Die letzten Verhandlungstage im rund drei Wochen dauernden Mordprozess, der in Guatemala mit grossem Interesse verfolgt wird, drehten sich deshalb vor allem um drei Fragen: Was genau war die «Operation Pavón»? Was ist dabei ­geschehen? Und welche Rolle spielte Polizeichef Sperisen?

Bei der Suche nach Antworten waren sich die Zeugen der Anklage und jene der Verteidigung in einem Punkt einig. Alle bestätigten, dass im Gefängnis Pavón nicht mehr der Staat, sondern eine Handvoll Krimineller das Sagen hatte. Diese wenigen steuerten aus dem Gefängnis heraus den Drogenhandel im In- aber auch ins Ausland, organisierten Entführungen und sollen auch Morde in Auftrag gegeben haben. Als «Direktor» des Gefängnisses galt Jorge Estuardo Batres Pinto. Batres, eigentlich ein Häftling, bewohnte auf dem Areal ein eigenes Haus, ausgerüstet mit Jacuzzi und Billardtischen.

Schulfreund war Sperisens Vize

Als Sperisen am 25. September 2006 frühmorgens mit 3000 Polizisten und Militärs bis an die Zähne bewaffnet das Gelände stürmte, zog ein Teil der Einsatzkräfte sogleich vor Batres’ Haus.
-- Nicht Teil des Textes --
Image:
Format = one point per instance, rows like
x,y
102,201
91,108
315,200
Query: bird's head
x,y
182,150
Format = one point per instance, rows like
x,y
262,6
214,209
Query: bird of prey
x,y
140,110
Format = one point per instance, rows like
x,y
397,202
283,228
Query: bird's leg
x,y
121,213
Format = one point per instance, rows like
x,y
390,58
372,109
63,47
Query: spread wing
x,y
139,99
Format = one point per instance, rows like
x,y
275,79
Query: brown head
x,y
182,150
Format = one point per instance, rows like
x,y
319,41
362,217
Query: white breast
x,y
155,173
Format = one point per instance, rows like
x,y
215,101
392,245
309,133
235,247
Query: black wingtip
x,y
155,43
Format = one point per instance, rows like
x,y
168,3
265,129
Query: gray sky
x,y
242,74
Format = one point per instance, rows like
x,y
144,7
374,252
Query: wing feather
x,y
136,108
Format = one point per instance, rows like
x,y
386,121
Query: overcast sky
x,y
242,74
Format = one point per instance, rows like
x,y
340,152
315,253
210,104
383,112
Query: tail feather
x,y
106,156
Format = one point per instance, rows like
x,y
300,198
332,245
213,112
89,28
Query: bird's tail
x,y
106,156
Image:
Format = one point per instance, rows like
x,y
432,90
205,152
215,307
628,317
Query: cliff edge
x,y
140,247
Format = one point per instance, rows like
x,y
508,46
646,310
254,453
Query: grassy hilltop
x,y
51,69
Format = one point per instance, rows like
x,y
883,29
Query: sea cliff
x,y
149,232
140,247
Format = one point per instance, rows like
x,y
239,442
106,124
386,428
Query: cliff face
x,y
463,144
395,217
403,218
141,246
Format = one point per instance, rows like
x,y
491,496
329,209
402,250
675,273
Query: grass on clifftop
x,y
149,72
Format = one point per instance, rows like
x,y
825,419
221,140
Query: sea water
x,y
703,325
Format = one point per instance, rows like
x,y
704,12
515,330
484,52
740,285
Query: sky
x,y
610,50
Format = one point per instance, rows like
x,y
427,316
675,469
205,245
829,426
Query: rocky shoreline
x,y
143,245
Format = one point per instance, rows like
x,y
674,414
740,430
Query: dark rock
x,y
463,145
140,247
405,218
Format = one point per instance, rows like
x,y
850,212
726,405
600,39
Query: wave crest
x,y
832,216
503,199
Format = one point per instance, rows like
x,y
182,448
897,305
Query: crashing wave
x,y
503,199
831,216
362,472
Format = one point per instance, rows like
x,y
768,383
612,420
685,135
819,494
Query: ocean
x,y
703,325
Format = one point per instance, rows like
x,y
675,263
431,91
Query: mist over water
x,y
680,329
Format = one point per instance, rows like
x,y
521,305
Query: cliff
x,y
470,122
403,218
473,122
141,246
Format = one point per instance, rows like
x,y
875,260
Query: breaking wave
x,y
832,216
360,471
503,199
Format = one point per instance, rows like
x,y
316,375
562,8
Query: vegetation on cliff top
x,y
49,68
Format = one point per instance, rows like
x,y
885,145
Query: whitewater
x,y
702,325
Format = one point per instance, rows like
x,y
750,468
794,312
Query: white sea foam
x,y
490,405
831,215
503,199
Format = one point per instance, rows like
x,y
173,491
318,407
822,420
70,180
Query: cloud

Während diverse Zeugen sagen, Sperisens Leute hätte Bartres Haus beschossen und Batres getötet, versicherte Vizepolizeichef Javier Figueroa gestern vor Gericht, als er und Sperisen dort angekommen seien, hätten bereits Leichen auf dem Boden gelegen.

Figueroa, den das Gericht als Entlastungszeuge einlud, ist ein Schulfreund Sperisens. Der studierte Gynäkologe will weder Erschiessungen gesehen haben noch Vermutungen anstellen, wem sie zur Last gelegt werden könnten. Ein Gefängniswärter, der letzte Woche als Zeuge auftrat, zeichnete ein anderes Bild. Er sagte, Figueroa sei an den Erschiessungen mitbeteiligt gewesen und habe am Ende zu ihm gesagt: «Das war ein richtiges Fest, nicht wahr?» Figueroa, der 2007 nach Österreich geflohen war, dort wegen der Erschiessungen in Pávon 867 Tage in Untersuchungshaft sass und 2013 in einem Strafprozess freigesprochen wurde, wies die Anschuldigung des Gefängniswärters als Falschaussage zurück. Gemäss Figueroa hatte Sperisen während der Operation keine Befehlsgewalt, was dieser genauso sieht. Wer bei der Operation allerdings das Sagen hatte, können oder wollen beide nicht sagen. Auch ein Militäroberst nicht, der am Montag vor Gericht erschien.

Ein Franzose, der 2006 während der Operation in Pavón inhaftiert war, bezeugte letzte Woche, Sperisen habe vor Batres Haus Befehle erteilt. Er will gar gesehen haben, wie der Angeklagte einen Häftling erschoss.

Am Freitag beginnt Staatsanwalt Bertossa mit dem ersten Plädoyer. Das Gerichtsurteil ist auf Ende nächster Woche angekündigt. Die Entlastungszeugen, die bislang in Genf auftraten, scheinen die Anschuldigungen gegen Sperisen nicht wirklich entkräftet zu haben.